Mountain biking is a growing sport in Pembrokeshire where there are several trails, some of them challenging, others making for easy riding.

The 16-mile Canaston Trail takes the rider from the quaint little market town of Narberth, which in recent years has carved a special niche for itself as a unique boutique town of specialised gift shops, restaurants and art galleries.

The bikers meet at the Townsmoor carpark and head west down steep Carding Mill Lane to the largest ancient woodland in Pembrokeshire, 500-acre Canaston Wood, where the A40 trunk road crosses the Eastern Cleddau river at Canaston Bridge.

The route’s popularity has led to improved track surface and drainage in the lower boggy areas, which are now usable all year round and visitors have described it as an exhilarating ride with plenty of ups and downs, steep hills and a few water splashes.

It is currently being advertised by Mountain Bikes Pembrokeshire as an ideal ride for families with children celebrating birthdays or for hen or stag parties. Pre-ride instruction includes an introduction to the finer points of mountain bike control such as front wheel lift, power front wheel lift, rear wheel lift, parallel wheel lift and the rather more difficult bunny hop, all of which are designed to improve effective control.

For those who want to enjoy an elevated ride with all the views that go with it, the 14 mile Preseli Trail is an excellent option. It takes the rider on some lung-busting climbs up to the summit of the Preseli Hills at Foelcwmcerwyn (1,760-feet) - that’s a third of a mile - and the views from the top are stunning.
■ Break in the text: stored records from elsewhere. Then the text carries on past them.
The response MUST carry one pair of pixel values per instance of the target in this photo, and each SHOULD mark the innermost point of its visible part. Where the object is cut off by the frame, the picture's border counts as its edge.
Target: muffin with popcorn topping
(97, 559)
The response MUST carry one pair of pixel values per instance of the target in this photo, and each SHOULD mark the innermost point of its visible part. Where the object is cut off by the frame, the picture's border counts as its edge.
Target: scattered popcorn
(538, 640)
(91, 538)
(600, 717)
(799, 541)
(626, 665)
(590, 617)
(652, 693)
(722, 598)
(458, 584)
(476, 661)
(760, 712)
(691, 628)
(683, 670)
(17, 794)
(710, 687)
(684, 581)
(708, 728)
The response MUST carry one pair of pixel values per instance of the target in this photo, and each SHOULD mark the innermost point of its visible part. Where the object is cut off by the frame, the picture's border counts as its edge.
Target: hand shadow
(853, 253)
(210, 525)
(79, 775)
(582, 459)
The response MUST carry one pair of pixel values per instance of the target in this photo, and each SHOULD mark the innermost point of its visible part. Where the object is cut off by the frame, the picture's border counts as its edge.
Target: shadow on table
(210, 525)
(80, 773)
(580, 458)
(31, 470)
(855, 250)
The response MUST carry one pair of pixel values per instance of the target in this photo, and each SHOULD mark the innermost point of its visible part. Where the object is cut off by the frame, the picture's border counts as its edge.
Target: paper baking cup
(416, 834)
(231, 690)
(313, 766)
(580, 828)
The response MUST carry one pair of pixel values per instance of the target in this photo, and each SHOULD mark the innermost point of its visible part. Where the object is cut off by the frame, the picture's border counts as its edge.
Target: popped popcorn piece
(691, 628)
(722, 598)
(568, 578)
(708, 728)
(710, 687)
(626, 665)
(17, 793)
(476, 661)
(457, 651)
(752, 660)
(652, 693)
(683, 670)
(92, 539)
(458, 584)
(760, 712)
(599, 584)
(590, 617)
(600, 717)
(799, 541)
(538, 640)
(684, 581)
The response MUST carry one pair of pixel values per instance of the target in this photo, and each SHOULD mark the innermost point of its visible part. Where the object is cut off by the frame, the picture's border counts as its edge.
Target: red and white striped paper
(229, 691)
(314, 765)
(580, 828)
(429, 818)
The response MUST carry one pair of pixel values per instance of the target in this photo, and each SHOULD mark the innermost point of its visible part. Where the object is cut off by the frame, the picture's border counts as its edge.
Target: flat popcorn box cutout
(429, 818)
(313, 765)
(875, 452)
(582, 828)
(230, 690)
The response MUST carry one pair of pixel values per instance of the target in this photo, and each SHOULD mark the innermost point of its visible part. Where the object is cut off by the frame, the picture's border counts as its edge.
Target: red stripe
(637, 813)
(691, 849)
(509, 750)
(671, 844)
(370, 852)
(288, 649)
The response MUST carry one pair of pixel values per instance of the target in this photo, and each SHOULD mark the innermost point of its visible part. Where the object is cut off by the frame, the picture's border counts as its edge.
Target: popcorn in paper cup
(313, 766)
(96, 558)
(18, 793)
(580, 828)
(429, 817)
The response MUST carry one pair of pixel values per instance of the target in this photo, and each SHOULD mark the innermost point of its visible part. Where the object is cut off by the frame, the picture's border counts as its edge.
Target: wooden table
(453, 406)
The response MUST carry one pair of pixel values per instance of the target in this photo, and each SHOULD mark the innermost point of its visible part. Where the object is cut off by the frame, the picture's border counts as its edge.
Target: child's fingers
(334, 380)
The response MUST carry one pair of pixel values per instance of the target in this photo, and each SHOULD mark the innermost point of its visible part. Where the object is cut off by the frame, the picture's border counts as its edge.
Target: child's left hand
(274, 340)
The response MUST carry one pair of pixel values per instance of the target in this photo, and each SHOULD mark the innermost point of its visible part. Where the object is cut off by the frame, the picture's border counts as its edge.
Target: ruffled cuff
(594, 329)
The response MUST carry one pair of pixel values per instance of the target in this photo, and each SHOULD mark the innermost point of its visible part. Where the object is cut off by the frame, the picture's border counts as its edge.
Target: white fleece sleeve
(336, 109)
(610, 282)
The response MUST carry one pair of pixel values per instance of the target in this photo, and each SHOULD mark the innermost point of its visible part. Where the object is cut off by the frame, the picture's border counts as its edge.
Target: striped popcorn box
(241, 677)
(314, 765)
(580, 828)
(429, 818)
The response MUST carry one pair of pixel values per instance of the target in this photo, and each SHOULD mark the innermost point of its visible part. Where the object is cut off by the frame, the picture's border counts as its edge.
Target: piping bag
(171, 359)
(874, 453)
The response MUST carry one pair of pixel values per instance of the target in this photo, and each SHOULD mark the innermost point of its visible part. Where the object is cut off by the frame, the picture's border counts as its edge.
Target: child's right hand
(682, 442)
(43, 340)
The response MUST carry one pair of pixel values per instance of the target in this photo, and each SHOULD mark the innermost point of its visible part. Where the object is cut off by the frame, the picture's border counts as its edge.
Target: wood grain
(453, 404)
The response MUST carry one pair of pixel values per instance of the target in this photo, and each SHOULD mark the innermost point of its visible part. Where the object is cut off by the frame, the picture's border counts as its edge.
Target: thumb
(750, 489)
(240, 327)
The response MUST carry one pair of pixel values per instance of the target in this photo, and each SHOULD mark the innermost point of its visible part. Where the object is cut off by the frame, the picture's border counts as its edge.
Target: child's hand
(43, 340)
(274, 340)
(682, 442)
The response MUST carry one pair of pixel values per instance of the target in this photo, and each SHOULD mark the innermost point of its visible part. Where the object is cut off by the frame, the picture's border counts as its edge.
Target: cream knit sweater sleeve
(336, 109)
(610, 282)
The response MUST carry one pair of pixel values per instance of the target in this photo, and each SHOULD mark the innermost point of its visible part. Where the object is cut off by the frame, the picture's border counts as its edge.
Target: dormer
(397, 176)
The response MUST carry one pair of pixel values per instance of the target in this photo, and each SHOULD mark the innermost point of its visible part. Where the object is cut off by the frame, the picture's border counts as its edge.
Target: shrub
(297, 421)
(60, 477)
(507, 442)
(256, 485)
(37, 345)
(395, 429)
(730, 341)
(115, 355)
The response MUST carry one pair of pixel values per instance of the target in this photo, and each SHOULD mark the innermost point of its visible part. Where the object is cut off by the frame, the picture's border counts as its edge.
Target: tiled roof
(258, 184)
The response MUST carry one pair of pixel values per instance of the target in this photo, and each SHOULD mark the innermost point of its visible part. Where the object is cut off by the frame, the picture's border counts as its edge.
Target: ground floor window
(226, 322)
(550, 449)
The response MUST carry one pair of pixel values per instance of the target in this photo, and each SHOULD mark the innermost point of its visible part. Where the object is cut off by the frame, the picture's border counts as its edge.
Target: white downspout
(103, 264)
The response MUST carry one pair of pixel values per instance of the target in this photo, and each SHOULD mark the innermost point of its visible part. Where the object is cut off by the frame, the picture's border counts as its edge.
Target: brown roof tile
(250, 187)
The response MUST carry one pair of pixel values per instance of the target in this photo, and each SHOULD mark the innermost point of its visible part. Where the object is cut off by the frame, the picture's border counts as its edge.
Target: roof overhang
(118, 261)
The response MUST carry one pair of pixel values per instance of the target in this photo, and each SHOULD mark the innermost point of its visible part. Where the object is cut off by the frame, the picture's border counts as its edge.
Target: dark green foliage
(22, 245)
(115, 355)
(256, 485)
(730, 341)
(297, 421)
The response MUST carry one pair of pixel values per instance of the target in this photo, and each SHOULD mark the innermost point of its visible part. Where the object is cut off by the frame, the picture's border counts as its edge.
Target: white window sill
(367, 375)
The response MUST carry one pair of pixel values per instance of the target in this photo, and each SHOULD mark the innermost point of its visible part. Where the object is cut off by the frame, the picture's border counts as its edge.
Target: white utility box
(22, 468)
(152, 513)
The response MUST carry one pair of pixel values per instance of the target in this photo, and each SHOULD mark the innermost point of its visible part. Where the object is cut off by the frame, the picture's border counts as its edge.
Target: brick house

Its a ride through prehistory, for the bikers pass close to ancient burial mounds, standing stones and hut circles.

Not far away is the Newport Trail which starts in that picturesque seaside town and follows a route past the prehistoric burial chamber or Cromlech at Pentre Ifan.

Also in North Pembrokeshire is the 7.5-mile long trail around the Llysyfran reservoir, with its imposing 110-foot high dam holding back millions of tons of water to form a lake providing facilities for fishing, sailing and boating. This is the Llysyfran Reservoir and Country Park owned by Dwr Cymru (Welsh Water) who provide the necessary facilities for mountain bike rides: the bicycles, the headgear and a track with challenging steeps, beautiful scenery and rich willdlife.

There is more history along the 14-mile Last Invasion Trail at Fishguard, which visits the site of the last invasion of Britain by French mercenaries in 1797. A commemorative stone on the clifftop at Carreg Wastad, near Strumble Head, marks the spot where the abortive attack began and the riders see some of the homes which fell victim to the drunken ravages of the indisciplined raiders.

The Brunel Trail, a 14-mile circuit along the Sus-Trans track between Haverfordwest and Neyland Marina, has the luxury of a tarmacadam surface following Brunel’s South Wales railway track.